The letter, seen by RTÉ News, was sent to CUH Chief Executive Tony McNamara on behalf of breast clinicians, which include many consultant surgeons, radiologists, pathologists, oncologists and radiographers.
It said that the workload for the unit had increased but the resources available had decreased significantly.
The letter states that the maximum capacity of the unit is for 140 new patients a week, when all surgeons are present.
It said that the unit is currently in receipt of 150-160 referrals on a weekly basis, with a record 50 referrals to the unit on one day recently.
The clinicians have complained about reduced staff, unfilled posts and ageing equipment and that "the breast team feels demoralised".
The breast team held an emergency meeting on 25 October to discuss correspondence from Mr McNamara to the Health Service Executive’s National Director for Acute Operations.

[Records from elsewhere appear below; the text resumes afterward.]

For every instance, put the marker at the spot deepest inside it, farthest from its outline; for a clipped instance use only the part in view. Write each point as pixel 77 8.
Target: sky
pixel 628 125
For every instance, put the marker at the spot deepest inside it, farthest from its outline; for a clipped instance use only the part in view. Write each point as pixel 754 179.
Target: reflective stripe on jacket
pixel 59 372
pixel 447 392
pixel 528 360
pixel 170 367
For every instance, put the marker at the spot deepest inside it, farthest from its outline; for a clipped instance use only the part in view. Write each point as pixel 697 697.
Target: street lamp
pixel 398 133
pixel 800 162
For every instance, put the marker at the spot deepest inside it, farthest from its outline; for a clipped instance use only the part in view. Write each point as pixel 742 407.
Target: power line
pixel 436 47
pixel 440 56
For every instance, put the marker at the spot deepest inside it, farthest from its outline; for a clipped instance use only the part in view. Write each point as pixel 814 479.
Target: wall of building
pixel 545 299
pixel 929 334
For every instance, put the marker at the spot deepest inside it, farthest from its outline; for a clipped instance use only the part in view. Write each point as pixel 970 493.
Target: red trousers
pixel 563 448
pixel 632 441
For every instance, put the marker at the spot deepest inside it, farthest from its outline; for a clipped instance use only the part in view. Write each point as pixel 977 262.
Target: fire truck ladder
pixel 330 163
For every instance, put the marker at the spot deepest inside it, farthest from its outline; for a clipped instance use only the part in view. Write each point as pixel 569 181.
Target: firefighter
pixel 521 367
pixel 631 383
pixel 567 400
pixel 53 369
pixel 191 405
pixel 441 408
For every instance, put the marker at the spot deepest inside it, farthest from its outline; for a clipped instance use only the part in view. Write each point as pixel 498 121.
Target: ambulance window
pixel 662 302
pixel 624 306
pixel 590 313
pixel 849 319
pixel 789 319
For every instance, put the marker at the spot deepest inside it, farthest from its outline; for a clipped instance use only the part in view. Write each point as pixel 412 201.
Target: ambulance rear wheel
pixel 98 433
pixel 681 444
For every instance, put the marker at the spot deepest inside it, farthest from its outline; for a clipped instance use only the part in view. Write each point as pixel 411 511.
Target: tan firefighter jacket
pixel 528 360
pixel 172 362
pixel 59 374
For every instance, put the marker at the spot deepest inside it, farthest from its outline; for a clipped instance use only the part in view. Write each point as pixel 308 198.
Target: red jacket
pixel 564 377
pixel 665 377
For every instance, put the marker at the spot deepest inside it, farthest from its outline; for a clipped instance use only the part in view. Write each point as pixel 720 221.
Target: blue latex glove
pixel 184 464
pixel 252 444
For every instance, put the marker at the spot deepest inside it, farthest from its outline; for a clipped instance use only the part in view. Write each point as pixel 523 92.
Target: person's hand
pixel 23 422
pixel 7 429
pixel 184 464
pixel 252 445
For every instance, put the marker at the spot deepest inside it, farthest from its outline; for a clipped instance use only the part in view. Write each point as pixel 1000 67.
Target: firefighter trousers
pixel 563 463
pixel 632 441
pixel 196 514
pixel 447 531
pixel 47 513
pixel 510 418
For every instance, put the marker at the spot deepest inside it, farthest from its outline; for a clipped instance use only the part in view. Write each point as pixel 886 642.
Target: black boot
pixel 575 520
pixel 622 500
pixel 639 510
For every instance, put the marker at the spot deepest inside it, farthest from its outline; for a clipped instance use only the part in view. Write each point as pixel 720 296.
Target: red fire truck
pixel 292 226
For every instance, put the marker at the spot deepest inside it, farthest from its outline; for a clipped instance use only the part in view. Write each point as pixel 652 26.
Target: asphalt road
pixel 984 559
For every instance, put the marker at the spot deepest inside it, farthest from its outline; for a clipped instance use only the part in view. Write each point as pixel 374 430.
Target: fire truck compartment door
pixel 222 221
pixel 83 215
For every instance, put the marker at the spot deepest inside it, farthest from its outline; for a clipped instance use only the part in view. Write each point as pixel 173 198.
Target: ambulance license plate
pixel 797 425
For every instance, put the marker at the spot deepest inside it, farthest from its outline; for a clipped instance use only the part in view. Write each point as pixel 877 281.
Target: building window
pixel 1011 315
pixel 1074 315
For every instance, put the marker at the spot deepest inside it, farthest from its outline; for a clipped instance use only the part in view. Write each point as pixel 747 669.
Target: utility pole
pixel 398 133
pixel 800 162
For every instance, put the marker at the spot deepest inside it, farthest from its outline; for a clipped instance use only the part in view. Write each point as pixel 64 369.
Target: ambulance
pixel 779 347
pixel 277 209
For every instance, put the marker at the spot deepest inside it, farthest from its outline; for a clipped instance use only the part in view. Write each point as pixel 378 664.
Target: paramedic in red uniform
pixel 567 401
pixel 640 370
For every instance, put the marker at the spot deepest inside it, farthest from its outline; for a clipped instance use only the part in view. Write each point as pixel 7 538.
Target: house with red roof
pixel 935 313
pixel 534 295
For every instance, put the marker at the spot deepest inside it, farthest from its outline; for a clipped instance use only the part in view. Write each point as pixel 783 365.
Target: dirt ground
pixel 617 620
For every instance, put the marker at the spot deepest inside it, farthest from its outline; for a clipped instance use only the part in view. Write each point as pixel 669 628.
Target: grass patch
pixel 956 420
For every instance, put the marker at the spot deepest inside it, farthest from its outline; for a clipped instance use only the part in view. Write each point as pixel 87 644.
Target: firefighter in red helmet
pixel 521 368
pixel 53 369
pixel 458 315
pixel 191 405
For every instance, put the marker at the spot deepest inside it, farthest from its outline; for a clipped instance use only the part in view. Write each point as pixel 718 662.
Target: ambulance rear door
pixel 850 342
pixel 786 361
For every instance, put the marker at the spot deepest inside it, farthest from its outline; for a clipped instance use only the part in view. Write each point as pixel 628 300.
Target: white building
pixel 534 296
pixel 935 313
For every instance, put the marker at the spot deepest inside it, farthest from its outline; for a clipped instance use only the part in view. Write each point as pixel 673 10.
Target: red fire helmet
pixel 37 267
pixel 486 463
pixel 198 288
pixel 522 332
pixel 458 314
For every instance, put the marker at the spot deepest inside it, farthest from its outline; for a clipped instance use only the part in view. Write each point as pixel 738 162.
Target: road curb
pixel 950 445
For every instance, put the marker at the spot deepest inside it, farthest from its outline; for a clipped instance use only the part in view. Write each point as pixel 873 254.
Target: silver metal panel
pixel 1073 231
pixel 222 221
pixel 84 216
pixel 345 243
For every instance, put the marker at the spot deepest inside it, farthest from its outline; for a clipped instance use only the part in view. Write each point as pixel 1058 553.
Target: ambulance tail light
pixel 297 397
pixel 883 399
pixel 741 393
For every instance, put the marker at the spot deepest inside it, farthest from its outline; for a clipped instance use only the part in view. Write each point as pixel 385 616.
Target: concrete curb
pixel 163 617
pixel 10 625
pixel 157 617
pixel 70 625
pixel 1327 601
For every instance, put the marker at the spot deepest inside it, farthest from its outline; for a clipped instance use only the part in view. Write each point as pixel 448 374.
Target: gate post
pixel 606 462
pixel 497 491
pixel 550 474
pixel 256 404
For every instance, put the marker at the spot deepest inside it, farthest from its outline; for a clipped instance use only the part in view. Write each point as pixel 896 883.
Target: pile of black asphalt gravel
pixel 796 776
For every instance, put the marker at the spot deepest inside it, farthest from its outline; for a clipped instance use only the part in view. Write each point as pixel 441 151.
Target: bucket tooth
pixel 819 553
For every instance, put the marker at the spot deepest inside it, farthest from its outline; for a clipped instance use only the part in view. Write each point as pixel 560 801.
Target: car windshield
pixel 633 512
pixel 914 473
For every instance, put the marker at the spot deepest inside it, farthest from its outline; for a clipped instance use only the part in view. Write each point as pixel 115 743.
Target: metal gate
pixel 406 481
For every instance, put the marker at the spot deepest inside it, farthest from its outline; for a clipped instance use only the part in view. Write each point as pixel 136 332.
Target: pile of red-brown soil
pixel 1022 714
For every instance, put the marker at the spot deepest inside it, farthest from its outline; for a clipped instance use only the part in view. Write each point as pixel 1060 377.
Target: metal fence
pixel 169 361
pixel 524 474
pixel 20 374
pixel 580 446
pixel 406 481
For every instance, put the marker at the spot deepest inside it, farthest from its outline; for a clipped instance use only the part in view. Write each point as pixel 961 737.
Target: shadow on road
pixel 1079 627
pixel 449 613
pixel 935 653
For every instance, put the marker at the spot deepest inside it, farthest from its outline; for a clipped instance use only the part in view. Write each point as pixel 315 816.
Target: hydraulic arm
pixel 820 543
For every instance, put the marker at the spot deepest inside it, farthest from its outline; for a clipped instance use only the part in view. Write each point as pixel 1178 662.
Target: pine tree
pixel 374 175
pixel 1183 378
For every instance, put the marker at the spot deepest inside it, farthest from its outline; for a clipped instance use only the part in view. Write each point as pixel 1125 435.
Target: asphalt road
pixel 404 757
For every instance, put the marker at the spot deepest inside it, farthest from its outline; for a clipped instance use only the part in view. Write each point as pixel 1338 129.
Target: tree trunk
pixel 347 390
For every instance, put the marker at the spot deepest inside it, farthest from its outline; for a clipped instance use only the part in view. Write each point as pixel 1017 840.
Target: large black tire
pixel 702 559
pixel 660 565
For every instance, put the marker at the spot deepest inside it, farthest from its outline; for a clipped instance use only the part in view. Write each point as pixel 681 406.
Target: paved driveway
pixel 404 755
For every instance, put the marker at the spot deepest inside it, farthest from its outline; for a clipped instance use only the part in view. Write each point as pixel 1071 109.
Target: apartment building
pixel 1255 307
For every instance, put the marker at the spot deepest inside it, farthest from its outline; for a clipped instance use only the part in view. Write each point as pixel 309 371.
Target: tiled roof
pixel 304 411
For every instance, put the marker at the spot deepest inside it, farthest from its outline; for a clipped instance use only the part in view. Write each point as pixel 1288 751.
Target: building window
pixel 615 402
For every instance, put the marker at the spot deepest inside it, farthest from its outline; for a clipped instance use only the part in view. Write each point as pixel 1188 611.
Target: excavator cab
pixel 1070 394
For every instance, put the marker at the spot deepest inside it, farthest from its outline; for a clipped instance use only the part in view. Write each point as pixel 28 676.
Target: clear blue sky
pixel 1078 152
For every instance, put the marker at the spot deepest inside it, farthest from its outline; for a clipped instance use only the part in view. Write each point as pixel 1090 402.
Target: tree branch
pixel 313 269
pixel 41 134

Mr McNamara has proposed a quality improvement plan for the unit and new governance.
In a letter to the executive board, dated 1 October, Mr McNamara said there was inconsistency in the organisation, administration and clinical governance of the breast service and that it cannot continue.
The breast clinicians have rejected any suggestion that the team is under-performing, given the resources and increase in patients.
The team said there had been a 28% increase in patients seen by the symptomatic breast clinical at Cork between 2010 and 2016 and that one of the problems he said was a poorly designed referral form for GPs and "perceived easy access to the CUH breast service".
The letter adds: "No reasonable assessment of a scenario whereby there is a huge increase in numbers of patients being assessed with decreased resources could regard this as under-performance".
The clinicians said that that the more important indicators of performance are, access to high quality diagnostics, cancer detection rates, quality of cancer care and clinical outcomes.
They have described deterioration in the relationship between management and clinical staff at the breast centre and an "atmosphere of isolation, suspicion and lack of trust, along with poor communication."
The clinicians said an external review could be of merit and that several recent external inquiries into the HSE have focused on weakness in governance and its impact on patient care.
In a statement, CUH said the executive management board had been aware for some time of a number of issues pertaining to the delivery of the symptomatic breast service.
It said the hospital had invested significantly in the breast care team, with the support of the National Cancer Control Programme and the team provided a very high level of care to very many patients each year.
The hospital said it was working with the team to address the issues that will result in further improvements to the service.
It has asked the directors for cancer care and surgery to follow up with the breast team and report back to the board within a month.